HC Deb 08 March 2000 vol 345 cc706-7W
Mr. Menzies Campbell

To ask the Secretary of State for Defence if he will list(a) those targets of the Defence Bills Agency for 1998–99 which (i) were and (ii) were not achieved, giving the factors affecting the outcome in each case and (b) action taken by the agency to improve target achievement performance in 1999–2000; and if he will make a statement. [111730]

Dr. Moonie

This is a matter for the Chief Executive of the Defence Bills Agency. I have asked the Chief Executive to write to the right hon. and learned Member.

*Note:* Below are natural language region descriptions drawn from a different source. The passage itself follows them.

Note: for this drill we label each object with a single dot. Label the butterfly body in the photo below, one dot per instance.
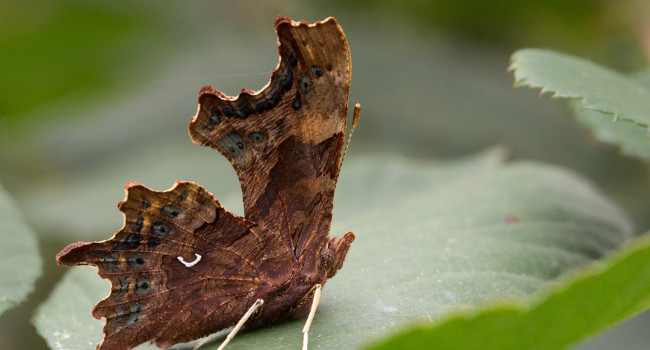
(183, 266)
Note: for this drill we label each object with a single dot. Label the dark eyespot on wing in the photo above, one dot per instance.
(160, 229)
(296, 104)
(131, 242)
(305, 83)
(171, 211)
(317, 71)
(234, 144)
(256, 137)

Letter from I. S. Elrick to Mr. Menzies Campbell, dated 6 March 2000: I am replying to your question to the Secretary of State for Defence concerning performance against the targets set for the Defence Bills Agency, as this matter falls within my area of responsibility as Chief Executive of the Agency. The seven targets set for the Defence Bills Agency for 1998/99 are detailed below and performance was set out in the Agency's 1998/99 Annual Report and Accounts, a copy of which was placed in the library of the House on 13 July 1999. The first six were achieved in full but the seventh only attained 95.7% against a target of 100%.

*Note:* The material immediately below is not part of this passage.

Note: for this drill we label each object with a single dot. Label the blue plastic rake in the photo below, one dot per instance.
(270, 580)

  1. 1. To pay 97% of correctly presented bills within 11 working days;
  2. 2. To pay 100% of correctly presented bills within 30 calendar days;
  3. 3. To raise 100% of invoices within 5 working days;
  4. 4. To deliver services within the agreed price of £15.587 million for the financial year;
  5. 5. To increase the average number of bills processed annually by each member of staff to 6,555;
  6. 6. To ensure CAPITAL compliance by 1 January 1999.
  7. 7. To meet the criteria contracted for in the Service Level Agreement.
Performance against this final target was affected by the need, in order to meet higher priorities, to divert Agency resources from the fifteen lower-level performance indicators which are aggregated into a single target. The most significant of these higher priorities was the need to alter the Agency's business processes to accommodate the Statutory Interest on Commercial Debt (Interest) Act in November 1998. The Agency also diverted resources to assist the Department in its development of resource accounting and to undertake preparatory work on the Agency's extensive computer resources to ensure millennium compliance. In addition the Agency assimilated a 6% increase in bill throughput numbers compared to the previous financial year, processing some 3.7 million bills in total. To improve performance in 1999/2000 the Agency's targets were redefined following a triennial Prior Options review. This moved the main emphasis of the Agency's targets to the improvement of unit costs which could be independently benchmarked against commercial comparators. There was also a significant tightening of the targets in other areas. The Agency has responded to these changed circumstances by preparing a Corporate Plan which is designed to achieve these new and demanding challenges. The main thrusts of the Plan are: (i) greater commitment to E-commerce in both internal and external communications; (ii) the more effective utilisation of Information Technology in business processes; and (iii) the use of European Quality Foundation Excellence Model benchmarking techniques to ensure that best practice is used throughout the Agency. The deliberately challenging new targets are not being met fully in this first year of the new Service Level Agreement. However, significant progress towards meeting the overarching outcomes contained in the Service Level Agreement has been achieved during 1999–2000 and measures have been taken to ensure that performance will be improved further during 2000–2001. Whilst some of the key targets are not being met in the current year, bill payments performance is still the highest to date in real terms and puts the Agency in the top 10% of large commercial and public sector enterprises in Europe, as measured in independent benchmarking exercises.